Monthly File Strategy

el_paso.saving_strategies.monthly_rb_strategy.MonthlyRBStrategy

Bases: SavingStrategy

Save PRBEM-standard data into one monthly file per interval.

The strategy supports NetCDF, CDF, HDF5, and MATLAB output through a format dispatch table. Existing files can be appended by loading the current file, replacing overlapping timestamps with the new data block, and atomically rewriting the merged data.

Source code in el_paso/saving_strategies/monthly_rb_strategy.py

class MonthlyRBStrategy(SavingStrategy):
    """Save PRBEM-standard data into one monthly file per interval.

    The strategy supports NetCDF, CDF, HDF5, and MATLAB output through a format
    dispatch table. Existing files can be appended by loading the current file,
    replacing overlapping timestamps with the new data block, and atomically
    rewriting the merged data.
    """

    output_files: list[OutputFile]
    dependency_dict: dict[InternalName, list[str]]

    def __init__(
        self,
        base_data_path: str | Path,
        mission: str,
        satellite: str,
        instrument: str,
        mag_field: MagneticFieldLiteral,
        data_standard: DataStandard[StandardName],
        file_format: MFSFormats = "nc",
    ) -> None:
        """Initialize a monthly file saving strategy.

        Parameters:
            base_data_path (str | Path): Directory where monthly files are written.
            mission (str): Mission name, used in file path and name generation.
            satellite (str): Satellite name, used in file path and name generation.
            instrument (str): Instrument name, used in file path and name generation.
            mag_field (MagneticFieldLiteral): Magnetic field model name. Monthly files use one model.
            file_format (MFSFormats): One of ``"nc"``, ``"cdf"``, ``"h5"``, or ``"mat"``.
                A leading dot is also accepted.
            data_standard (DataStandard): Instance of the data standard implementation.

        Attributes:
            output_files: List of output file configurations, with variable names
                defined by ``_get_output_file_entries()``.
            dependency_dict: Dictionary defining NetCDF dimension dependencies for
                all variables in ``output_files``.
        """
        self.base_data_path = Path(base_data_path)
        self.mission = mission
        self.satellite = satellite
        self.instrument = instrument
        self.mag_field = mag_field
        self.data_standard = data_standard
        self.file_format = ep.utils.normalize_file_format(file_format)

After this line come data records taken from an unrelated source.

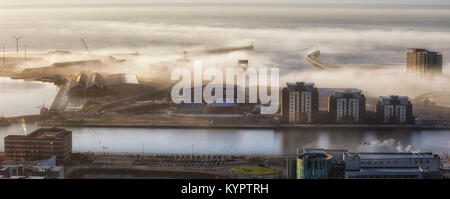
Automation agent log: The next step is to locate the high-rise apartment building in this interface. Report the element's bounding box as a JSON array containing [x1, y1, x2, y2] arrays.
[[281, 82, 319, 123], [328, 90, 366, 123], [407, 48, 443, 77], [376, 96, 414, 124]]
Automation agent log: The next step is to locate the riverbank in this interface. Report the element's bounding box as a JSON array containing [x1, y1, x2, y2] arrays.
[[31, 120, 450, 130], [2, 122, 449, 156], [2, 73, 450, 131], [6, 113, 450, 130]]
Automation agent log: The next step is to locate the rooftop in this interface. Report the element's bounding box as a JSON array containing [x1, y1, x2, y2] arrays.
[[334, 89, 363, 98], [303, 148, 349, 154], [106, 74, 140, 85], [379, 96, 410, 105], [123, 74, 139, 84], [346, 152, 436, 159], [408, 48, 441, 54], [4, 128, 71, 140], [357, 167, 423, 173], [299, 153, 333, 161], [285, 82, 316, 91]]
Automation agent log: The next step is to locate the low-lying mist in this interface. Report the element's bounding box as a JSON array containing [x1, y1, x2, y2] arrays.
[[2, 9, 449, 106], [283, 68, 450, 102], [17, 47, 450, 107]]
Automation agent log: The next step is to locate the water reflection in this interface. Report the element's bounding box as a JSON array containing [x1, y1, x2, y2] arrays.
[[1, 123, 449, 155], [0, 77, 448, 155], [277, 128, 449, 155], [0, 77, 58, 117]]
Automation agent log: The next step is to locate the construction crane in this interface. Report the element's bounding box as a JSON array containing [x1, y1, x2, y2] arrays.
[[81, 37, 91, 55]]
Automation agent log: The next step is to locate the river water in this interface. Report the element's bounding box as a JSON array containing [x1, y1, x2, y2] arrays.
[[1, 123, 449, 155], [0, 77, 58, 117], [0, 77, 449, 155]]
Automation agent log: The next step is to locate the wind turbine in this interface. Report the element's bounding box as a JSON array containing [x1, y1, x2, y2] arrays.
[[12, 35, 23, 55]]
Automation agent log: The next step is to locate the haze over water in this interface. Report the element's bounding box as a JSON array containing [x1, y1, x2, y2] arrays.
[[0, 77, 57, 117], [1, 122, 450, 155], [0, 1, 449, 155], [1, 0, 450, 70], [2, 1, 450, 100]]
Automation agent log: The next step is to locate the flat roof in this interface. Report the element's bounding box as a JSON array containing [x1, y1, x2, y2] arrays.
[[123, 74, 139, 84], [299, 153, 333, 160], [5, 128, 70, 140], [36, 131, 60, 139], [106, 74, 140, 85], [304, 148, 349, 153], [349, 152, 435, 159], [358, 167, 423, 173]]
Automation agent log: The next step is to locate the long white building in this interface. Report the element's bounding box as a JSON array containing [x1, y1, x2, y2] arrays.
[[344, 152, 440, 179]]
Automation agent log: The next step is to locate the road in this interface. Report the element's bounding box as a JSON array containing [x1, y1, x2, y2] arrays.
[[49, 82, 70, 112]]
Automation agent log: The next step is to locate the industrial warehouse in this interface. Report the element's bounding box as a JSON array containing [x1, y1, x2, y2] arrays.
[[69, 72, 142, 97]]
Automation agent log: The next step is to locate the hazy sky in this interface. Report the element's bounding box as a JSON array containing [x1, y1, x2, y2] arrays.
[[1, 0, 450, 5], [0, 0, 449, 102], [1, 0, 449, 65]]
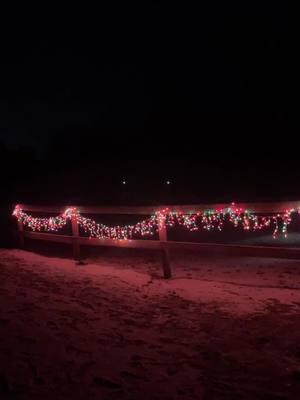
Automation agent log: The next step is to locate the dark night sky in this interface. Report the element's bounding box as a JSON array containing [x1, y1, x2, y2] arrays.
[[0, 3, 298, 204]]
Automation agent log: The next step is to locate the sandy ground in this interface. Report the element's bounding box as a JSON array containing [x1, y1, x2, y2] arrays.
[[1, 248, 300, 399]]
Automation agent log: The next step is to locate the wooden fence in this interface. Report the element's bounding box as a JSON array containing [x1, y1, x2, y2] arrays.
[[16, 202, 300, 278]]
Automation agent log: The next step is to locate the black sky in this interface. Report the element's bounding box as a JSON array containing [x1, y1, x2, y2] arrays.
[[0, 3, 298, 204]]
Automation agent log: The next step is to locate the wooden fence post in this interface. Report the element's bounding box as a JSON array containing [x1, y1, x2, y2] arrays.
[[17, 219, 25, 248], [158, 212, 172, 279], [71, 209, 80, 260]]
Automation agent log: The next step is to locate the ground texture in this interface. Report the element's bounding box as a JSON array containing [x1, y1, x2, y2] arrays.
[[1, 249, 300, 399]]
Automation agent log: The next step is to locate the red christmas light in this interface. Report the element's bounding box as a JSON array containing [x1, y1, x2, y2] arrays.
[[12, 205, 299, 240]]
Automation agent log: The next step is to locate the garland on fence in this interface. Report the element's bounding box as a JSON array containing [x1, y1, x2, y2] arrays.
[[13, 205, 298, 240]]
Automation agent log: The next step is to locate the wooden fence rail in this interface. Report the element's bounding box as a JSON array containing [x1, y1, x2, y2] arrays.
[[15, 202, 300, 278]]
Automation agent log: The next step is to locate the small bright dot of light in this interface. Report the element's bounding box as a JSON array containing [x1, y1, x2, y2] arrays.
[[166, 180, 171, 185], [122, 180, 126, 185]]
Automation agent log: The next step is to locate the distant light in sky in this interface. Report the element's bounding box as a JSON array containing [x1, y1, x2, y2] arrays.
[[166, 180, 171, 185], [122, 180, 127, 185]]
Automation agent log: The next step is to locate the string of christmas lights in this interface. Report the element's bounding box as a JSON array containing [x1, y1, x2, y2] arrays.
[[13, 205, 298, 241], [13, 206, 68, 232]]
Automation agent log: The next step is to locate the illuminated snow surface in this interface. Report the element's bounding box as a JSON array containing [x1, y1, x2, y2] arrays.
[[1, 249, 300, 399]]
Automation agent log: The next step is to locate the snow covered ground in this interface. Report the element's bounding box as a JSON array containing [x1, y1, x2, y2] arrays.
[[1, 248, 300, 399]]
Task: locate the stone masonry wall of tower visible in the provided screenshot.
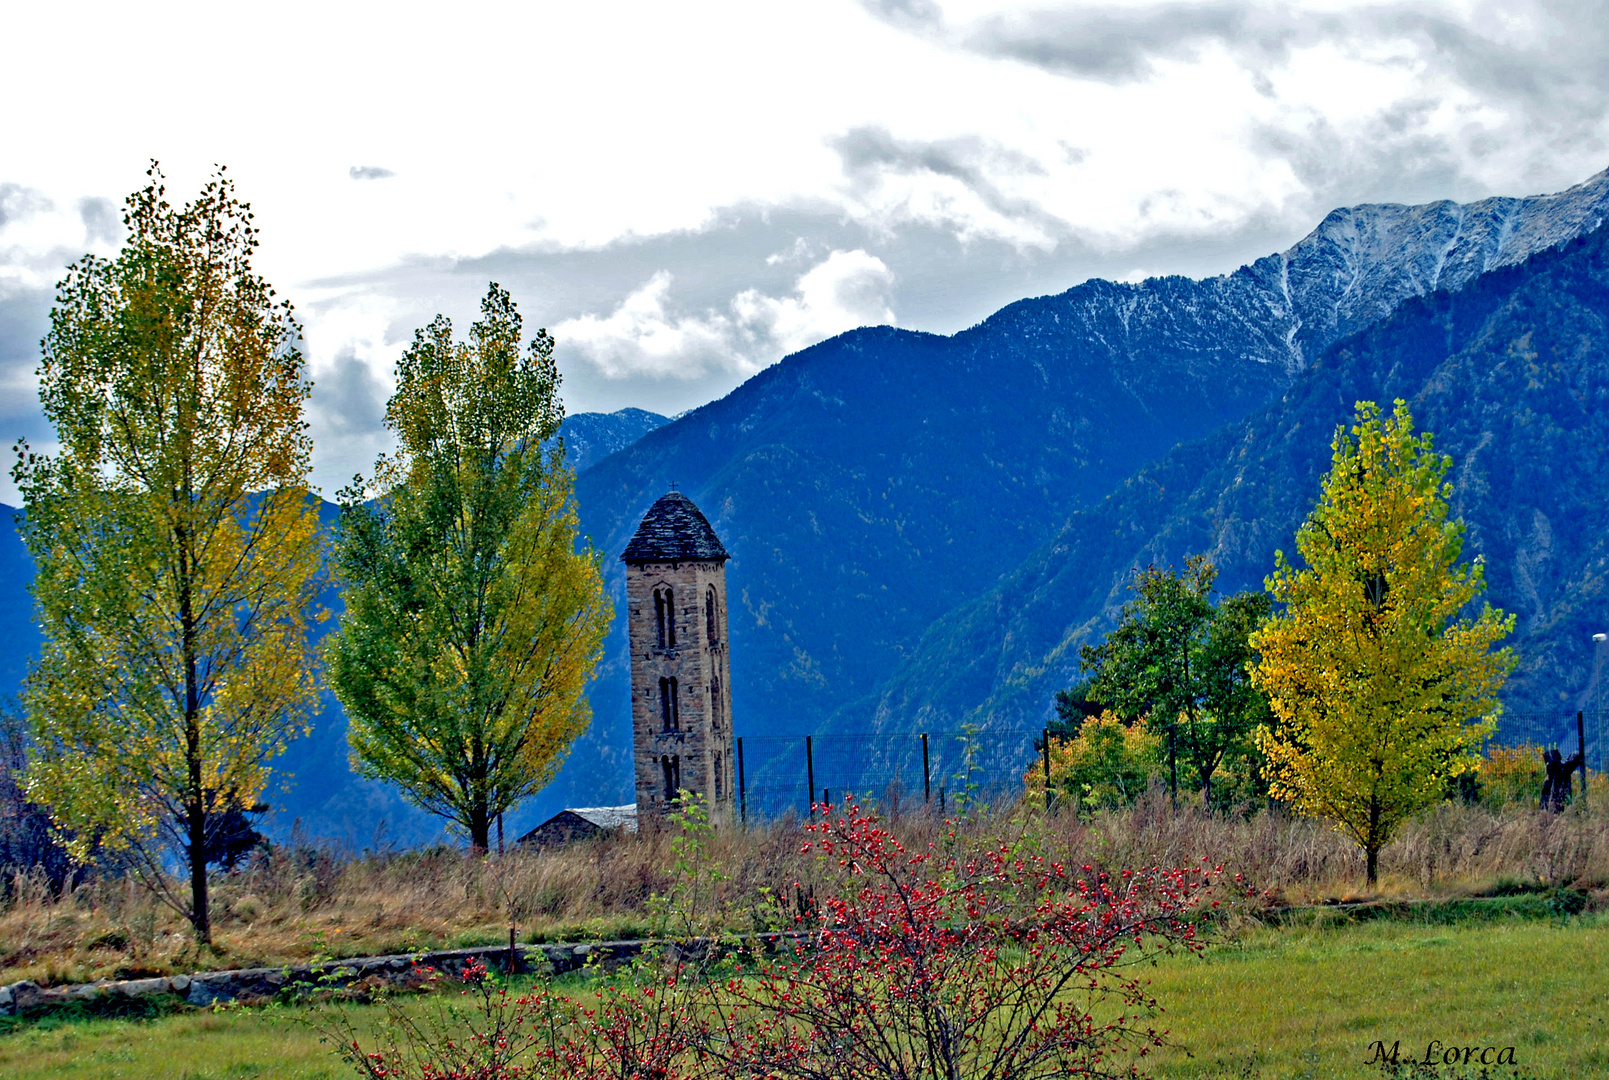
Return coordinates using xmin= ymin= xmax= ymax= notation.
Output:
xmin=625 ymin=561 xmax=735 ymax=824
xmin=621 ymin=491 xmax=735 ymax=827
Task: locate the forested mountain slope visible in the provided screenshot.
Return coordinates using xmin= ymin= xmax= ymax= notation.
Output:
xmin=557 ymin=170 xmax=1609 ymax=812
xmin=873 ymin=226 xmax=1609 ymax=744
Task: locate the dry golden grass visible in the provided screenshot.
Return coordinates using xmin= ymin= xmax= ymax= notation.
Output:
xmin=1057 ymin=777 xmax=1609 ymax=905
xmin=4 ymin=782 xmax=1608 ymax=989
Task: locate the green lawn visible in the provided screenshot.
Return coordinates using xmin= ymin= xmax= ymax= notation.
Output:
xmin=0 ymin=1008 xmax=346 ymax=1080
xmin=1 ymin=916 xmax=1603 ymax=1080
xmin=1139 ymin=915 xmax=1609 ymax=1079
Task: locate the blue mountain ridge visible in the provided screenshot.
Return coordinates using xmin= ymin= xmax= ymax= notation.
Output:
xmin=870 ymin=222 xmax=1609 ymax=766
xmin=556 ymin=168 xmax=1609 ymax=814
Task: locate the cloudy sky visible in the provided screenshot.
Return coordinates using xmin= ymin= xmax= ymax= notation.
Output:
xmin=2 ymin=0 xmax=1606 ymax=500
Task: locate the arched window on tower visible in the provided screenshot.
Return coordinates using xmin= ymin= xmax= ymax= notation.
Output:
xmin=714 ymin=751 xmax=723 ymax=800
xmin=711 ymin=677 xmax=721 ymax=732
xmin=669 ymin=678 xmax=680 ymax=730
xmin=659 ymin=677 xmax=677 ymax=732
xmin=653 ymin=588 xmax=667 ymax=647
xmin=666 ymin=587 xmax=676 ymax=646
xmin=706 ymin=586 xmax=718 ymax=645
xmin=661 ymin=755 xmax=675 ymax=803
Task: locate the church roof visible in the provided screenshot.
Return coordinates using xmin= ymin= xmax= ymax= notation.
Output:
xmin=621 ymin=490 xmax=730 ymax=563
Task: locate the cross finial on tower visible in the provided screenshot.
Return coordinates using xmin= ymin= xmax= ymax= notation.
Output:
xmin=669 ymin=480 xmax=679 ymax=492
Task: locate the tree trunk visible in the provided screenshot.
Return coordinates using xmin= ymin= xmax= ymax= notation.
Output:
xmin=188 ymin=773 xmax=210 ymax=944
xmin=185 ymin=706 xmax=211 ymax=943
xmin=1365 ymin=797 xmax=1382 ymax=888
xmin=468 ymin=803 xmax=491 ymax=853
xmin=178 ymin=529 xmax=211 ymax=945
xmin=1167 ymin=727 xmax=1178 ymax=809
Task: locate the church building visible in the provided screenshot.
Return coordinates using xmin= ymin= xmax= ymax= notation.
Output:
xmin=622 ymin=490 xmax=736 ymax=825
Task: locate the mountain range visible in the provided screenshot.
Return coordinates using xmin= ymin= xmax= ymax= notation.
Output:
xmin=561 ymin=167 xmax=1609 ymax=810
xmin=873 ymin=223 xmax=1609 ymax=745
xmin=4 ymin=168 xmax=1608 ymax=838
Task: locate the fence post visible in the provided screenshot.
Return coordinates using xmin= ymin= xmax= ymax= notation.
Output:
xmin=921 ymin=733 xmax=930 ymax=803
xmin=806 ymin=735 xmax=815 ymax=819
xmin=737 ymin=737 xmax=746 ymax=826
xmin=1580 ymin=712 xmax=1590 ymax=805
xmin=1042 ymin=727 xmax=1053 ymax=812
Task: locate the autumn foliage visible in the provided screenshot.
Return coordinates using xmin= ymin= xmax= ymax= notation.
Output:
xmin=14 ymin=164 xmax=323 ymax=944
xmin=1252 ymin=400 xmax=1514 ymax=885
xmin=326 ymin=284 xmax=611 ymax=852
xmin=1027 ymin=713 xmax=1161 ymax=814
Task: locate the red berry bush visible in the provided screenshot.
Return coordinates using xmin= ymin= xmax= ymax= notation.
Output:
xmin=319 ymin=799 xmax=1220 ymax=1080
xmin=706 ymin=800 xmax=1220 ymax=1079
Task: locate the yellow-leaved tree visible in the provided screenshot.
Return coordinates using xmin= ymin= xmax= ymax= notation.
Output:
xmin=326 ymin=284 xmax=611 ymax=851
xmin=13 ymin=165 xmax=323 ymax=943
xmin=1251 ymin=400 xmax=1514 ymax=886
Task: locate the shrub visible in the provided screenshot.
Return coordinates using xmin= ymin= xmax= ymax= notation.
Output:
xmin=319 ymin=800 xmax=1222 ymax=1080
xmin=1031 ymin=713 xmax=1162 ymax=814
xmin=710 ymin=799 xmax=1223 ymax=1080
xmin=1477 ymin=744 xmax=1545 ymax=808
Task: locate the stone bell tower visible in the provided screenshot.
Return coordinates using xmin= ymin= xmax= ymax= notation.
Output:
xmin=622 ymin=490 xmax=736 ymax=825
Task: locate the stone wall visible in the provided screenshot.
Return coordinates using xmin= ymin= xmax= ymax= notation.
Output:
xmin=0 ymin=932 xmax=804 ymax=1018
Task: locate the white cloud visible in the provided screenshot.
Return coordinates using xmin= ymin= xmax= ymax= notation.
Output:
xmin=556 ymin=250 xmax=896 ymax=381
xmin=0 ymin=184 xmax=121 ymax=295
xmin=4 ymin=0 xmax=1608 ymax=476
xmin=733 ymin=249 xmax=897 ymax=358
xmin=13 ymin=0 xmax=1598 ymax=297
xmin=766 ymin=237 xmax=816 ymax=266
xmin=555 ymin=273 xmax=736 ymax=380
xmin=301 ymin=291 xmax=406 ymax=490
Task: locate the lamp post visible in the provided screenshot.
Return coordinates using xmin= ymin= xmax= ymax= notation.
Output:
xmin=1594 ymin=634 xmax=1607 ymax=775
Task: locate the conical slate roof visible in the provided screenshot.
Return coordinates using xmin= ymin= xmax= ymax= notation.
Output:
xmin=621 ymin=491 xmax=730 ymax=563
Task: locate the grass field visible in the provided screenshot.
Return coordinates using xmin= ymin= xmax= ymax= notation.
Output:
xmin=1 ymin=912 xmax=1602 ymax=1080
xmin=1143 ymin=914 xmax=1609 ymax=1079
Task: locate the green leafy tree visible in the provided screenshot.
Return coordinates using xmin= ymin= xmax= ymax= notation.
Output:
xmin=1251 ymin=400 xmax=1514 ymax=885
xmin=1079 ymin=556 xmax=1268 ymax=804
xmin=1198 ymin=590 xmax=1274 ymax=801
xmin=13 ymin=165 xmax=322 ymax=943
xmin=326 ymin=284 xmax=611 ymax=851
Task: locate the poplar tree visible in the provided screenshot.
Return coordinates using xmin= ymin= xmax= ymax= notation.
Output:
xmin=326 ymin=284 xmax=610 ymax=850
xmin=1251 ymin=400 xmax=1514 ymax=885
xmin=13 ymin=165 xmax=323 ymax=943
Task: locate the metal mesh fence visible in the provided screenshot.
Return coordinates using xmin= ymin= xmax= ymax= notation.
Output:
xmin=1494 ymin=710 xmax=1607 ymax=771
xmin=733 ymin=728 xmax=1043 ymax=822
xmin=726 ymin=711 xmax=1609 ymax=823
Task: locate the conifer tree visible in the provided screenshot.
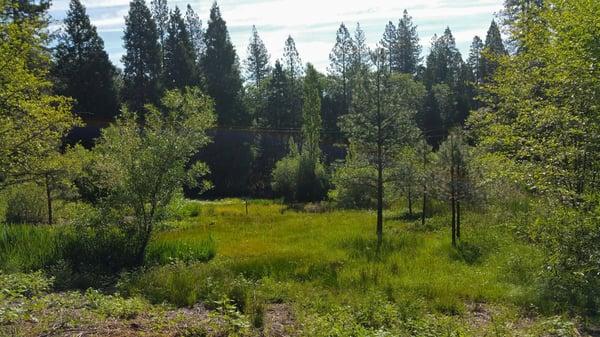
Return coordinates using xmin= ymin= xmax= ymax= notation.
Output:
xmin=150 ymin=0 xmax=168 ymax=62
xmin=328 ymin=23 xmax=354 ymax=115
xmin=283 ymin=35 xmax=303 ymax=82
xmin=53 ymin=0 xmax=119 ymax=120
xmin=380 ymin=21 xmax=398 ymax=71
xmin=481 ymin=20 xmax=507 ymax=82
xmin=185 ymin=4 xmax=204 ymax=63
xmin=201 ymin=2 xmax=248 ymax=126
xmin=264 ymin=60 xmax=294 ymax=127
xmin=467 ymin=36 xmax=484 ymax=84
xmin=396 ymin=10 xmax=421 ymax=74
xmin=121 ymin=0 xmax=161 ymax=113
xmin=352 ymin=23 xmax=371 ymax=75
xmin=163 ymin=6 xmax=198 ymax=89
xmin=244 ymin=25 xmax=271 ymax=86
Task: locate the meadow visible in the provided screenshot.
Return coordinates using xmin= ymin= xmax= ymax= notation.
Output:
xmin=0 ymin=198 xmax=586 ymax=336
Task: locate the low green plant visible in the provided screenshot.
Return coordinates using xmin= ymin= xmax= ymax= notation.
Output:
xmin=145 ymin=236 xmax=216 ymax=265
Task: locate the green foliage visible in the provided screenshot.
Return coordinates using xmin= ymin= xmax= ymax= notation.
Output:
xmin=271 ymin=140 xmax=328 ymax=203
xmin=163 ymin=6 xmax=199 ymax=90
xmin=90 ymin=87 xmax=215 ymax=265
xmin=0 ymin=0 xmax=79 ymax=190
xmin=4 ymin=183 xmax=46 ymax=224
xmin=0 ymin=224 xmax=61 ymax=272
xmin=53 ymin=0 xmax=119 ymax=120
xmin=121 ymin=0 xmax=161 ymax=112
xmin=244 ymin=25 xmax=271 ymax=86
xmin=145 ymin=236 xmax=216 ymax=265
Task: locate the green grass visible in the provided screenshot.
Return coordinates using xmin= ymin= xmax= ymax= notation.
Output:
xmin=1 ymin=199 xmax=561 ymax=335
xmin=117 ymin=199 xmax=548 ymax=335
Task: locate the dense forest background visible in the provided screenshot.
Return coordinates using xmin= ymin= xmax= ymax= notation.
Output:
xmin=43 ymin=0 xmax=506 ymax=198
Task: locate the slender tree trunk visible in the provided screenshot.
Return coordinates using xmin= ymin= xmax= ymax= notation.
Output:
xmin=450 ymin=160 xmax=456 ymax=247
xmin=45 ymin=174 xmax=52 ymax=225
xmin=421 ymin=193 xmax=427 ymax=227
xmin=377 ymin=155 xmax=383 ymax=251
xmin=456 ymin=200 xmax=461 ymax=240
xmin=407 ymin=187 xmax=413 ymax=216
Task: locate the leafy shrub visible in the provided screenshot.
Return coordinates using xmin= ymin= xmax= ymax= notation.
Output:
xmin=271 ymin=143 xmax=328 ymax=203
xmin=536 ymin=208 xmax=600 ymax=315
xmin=4 ymin=183 xmax=47 ymax=224
xmin=329 ymin=163 xmax=378 ymax=209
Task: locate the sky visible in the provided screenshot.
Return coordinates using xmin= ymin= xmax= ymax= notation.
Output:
xmin=48 ymin=0 xmax=505 ymax=73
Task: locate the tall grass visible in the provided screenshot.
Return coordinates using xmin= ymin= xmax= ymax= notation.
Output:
xmin=0 ymin=224 xmax=61 ymax=272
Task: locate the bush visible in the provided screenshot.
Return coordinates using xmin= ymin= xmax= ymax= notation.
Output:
xmin=536 ymin=207 xmax=600 ymax=315
xmin=4 ymin=183 xmax=47 ymax=224
xmin=271 ymin=152 xmax=328 ymax=203
xmin=329 ymin=163 xmax=378 ymax=209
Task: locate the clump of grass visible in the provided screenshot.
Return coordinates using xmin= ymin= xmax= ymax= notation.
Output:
xmin=145 ymin=236 xmax=216 ymax=265
xmin=0 ymin=224 xmax=62 ymax=272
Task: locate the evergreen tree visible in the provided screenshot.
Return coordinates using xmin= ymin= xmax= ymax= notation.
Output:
xmin=244 ymin=25 xmax=271 ymax=86
xmin=351 ymin=23 xmax=371 ymax=75
xmin=481 ymin=20 xmax=507 ymax=82
xmin=264 ymin=60 xmax=295 ymax=128
xmin=53 ymin=0 xmax=119 ymax=121
xmin=121 ymin=0 xmax=161 ymax=113
xmin=380 ymin=21 xmax=398 ymax=71
xmin=467 ymin=36 xmax=484 ymax=84
xmin=396 ymin=10 xmax=421 ymax=74
xmin=163 ymin=6 xmax=198 ymax=90
xmin=185 ymin=4 xmax=204 ymax=63
xmin=6 ymin=0 xmax=50 ymax=21
xmin=201 ymin=2 xmax=248 ymax=126
xmin=328 ymin=22 xmax=354 ymax=115
xmin=283 ymin=35 xmax=303 ymax=82
xmin=150 ymin=0 xmax=168 ymax=62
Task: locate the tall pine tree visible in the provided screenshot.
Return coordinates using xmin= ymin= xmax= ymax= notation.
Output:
xmin=121 ymin=0 xmax=161 ymax=112
xmin=150 ymin=0 xmax=168 ymax=63
xmin=283 ymin=35 xmax=303 ymax=82
xmin=467 ymin=36 xmax=484 ymax=84
xmin=53 ymin=0 xmax=119 ymax=121
xmin=244 ymin=25 xmax=271 ymax=86
xmin=201 ymin=2 xmax=248 ymax=126
xmin=380 ymin=21 xmax=398 ymax=71
xmin=328 ymin=23 xmax=354 ymax=115
xmin=163 ymin=6 xmax=198 ymax=90
xmin=352 ymin=23 xmax=371 ymax=76
xmin=481 ymin=20 xmax=507 ymax=82
xmin=396 ymin=10 xmax=421 ymax=74
xmin=185 ymin=4 xmax=204 ymax=63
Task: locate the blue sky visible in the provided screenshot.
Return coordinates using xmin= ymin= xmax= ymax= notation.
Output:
xmin=49 ymin=0 xmax=504 ymax=72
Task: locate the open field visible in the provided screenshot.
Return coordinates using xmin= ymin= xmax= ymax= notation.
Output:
xmin=1 ymin=199 xmax=590 ymax=336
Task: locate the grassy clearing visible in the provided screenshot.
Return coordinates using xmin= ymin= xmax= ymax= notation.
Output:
xmin=0 ymin=199 xmax=585 ymax=336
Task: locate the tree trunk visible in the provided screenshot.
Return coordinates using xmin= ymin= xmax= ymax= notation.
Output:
xmin=45 ymin=174 xmax=52 ymax=225
xmin=456 ymin=200 xmax=461 ymax=240
xmin=407 ymin=187 xmax=413 ymax=216
xmin=377 ymin=160 xmax=383 ymax=251
xmin=450 ymin=160 xmax=456 ymax=247
xmin=421 ymin=193 xmax=427 ymax=227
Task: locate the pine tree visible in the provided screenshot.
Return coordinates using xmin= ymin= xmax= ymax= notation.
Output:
xmin=396 ymin=10 xmax=421 ymax=74
xmin=481 ymin=20 xmax=507 ymax=82
xmin=328 ymin=23 xmax=354 ymax=115
xmin=352 ymin=23 xmax=371 ymax=75
xmin=53 ymin=0 xmax=119 ymax=121
xmin=467 ymin=36 xmax=484 ymax=84
xmin=6 ymin=0 xmax=50 ymax=21
xmin=150 ymin=0 xmax=168 ymax=62
xmin=163 ymin=6 xmax=198 ymax=90
xmin=380 ymin=21 xmax=398 ymax=71
xmin=244 ymin=25 xmax=271 ymax=86
xmin=185 ymin=4 xmax=204 ymax=63
xmin=264 ymin=60 xmax=294 ymax=128
xmin=201 ymin=2 xmax=248 ymax=126
xmin=283 ymin=35 xmax=303 ymax=82
xmin=121 ymin=0 xmax=162 ymax=113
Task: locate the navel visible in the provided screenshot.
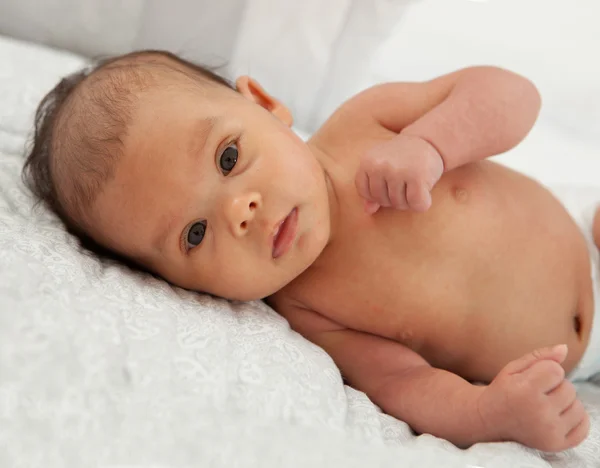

        self.output_files = [
            OutputFile("full", self._get_output_file_entries(), save_incomplete=True),
        ]

        self._writers: dict[str, FileWriter] = {
            ".mat": ep.utils.write_mat_file,
            ".h5": ep.utils.write_h5_file,
            ".nc": ep.utils.write_netcdf_file,
            ".cdf": ep.utils.write_cdf_file,
        }
        self._loaders: dict[str, FileLoader] = {
            ".mat": ep.utils.load_mat_data,
            ".h5": ep.utils.load_h5_data,
            ".nc": ep.utils.load_netcdf_data,
            ".cdf": ep.utils.load_cdf_data,
        }

    def _get_output_file_entries(self) -> list[InternalName]:
        """Return the standard variable list plus user-defined custom variables."""
        return [
            "FEDU",
            "Epoch",
            "Alpha_Eq",
            "Energy_FEDU",
            "Alpha",
            "B_Calc",
            "B_Eq",
            "InvK",
            "InvMu",
            "Position",
            "PSD",
            "R_Eq",
            "MLT",
            "L_m",
            "L_star",
        ]

    def _sanitize_dimension_name(self, variable_name: str) -> str:
        """Return a NetCDF-safe root dimension name derived from a variable path."""
        return "".join(char if char.isalnum() else "_" for char in variable_name).strip("_") or "custom"

    def _register_writer(self, extension: str, writer: FileWriter) -> None:
        """Register or replace the writer used for a file extension.

        TODO: We may want to support user defined formats in the future, so this method could be extended to check.
        """
        normalized = ep.utils.normalize_file_format(extension)
        self._writers[normalized] = writer

    def get_time_intervals_to_save(self, start_time: datetime | None, end_time: datetime | None) -> list[TimeInterval]:
        """Split the requested time range into full monthly intervals."""
        time_intervals: list[TimeInterval] = []

        if start_time is None or end_time is None:
            msg = "start_time and end_time must be provided for MonthlyRBStrategy!"
            raise ValueError(msg)

        current_time = start_time.replace(day=1)
        while current_time <= end_time:
            year = current_time.year
            month = current_time.month
            eom_day = calendar.monthrange(year, month)[1]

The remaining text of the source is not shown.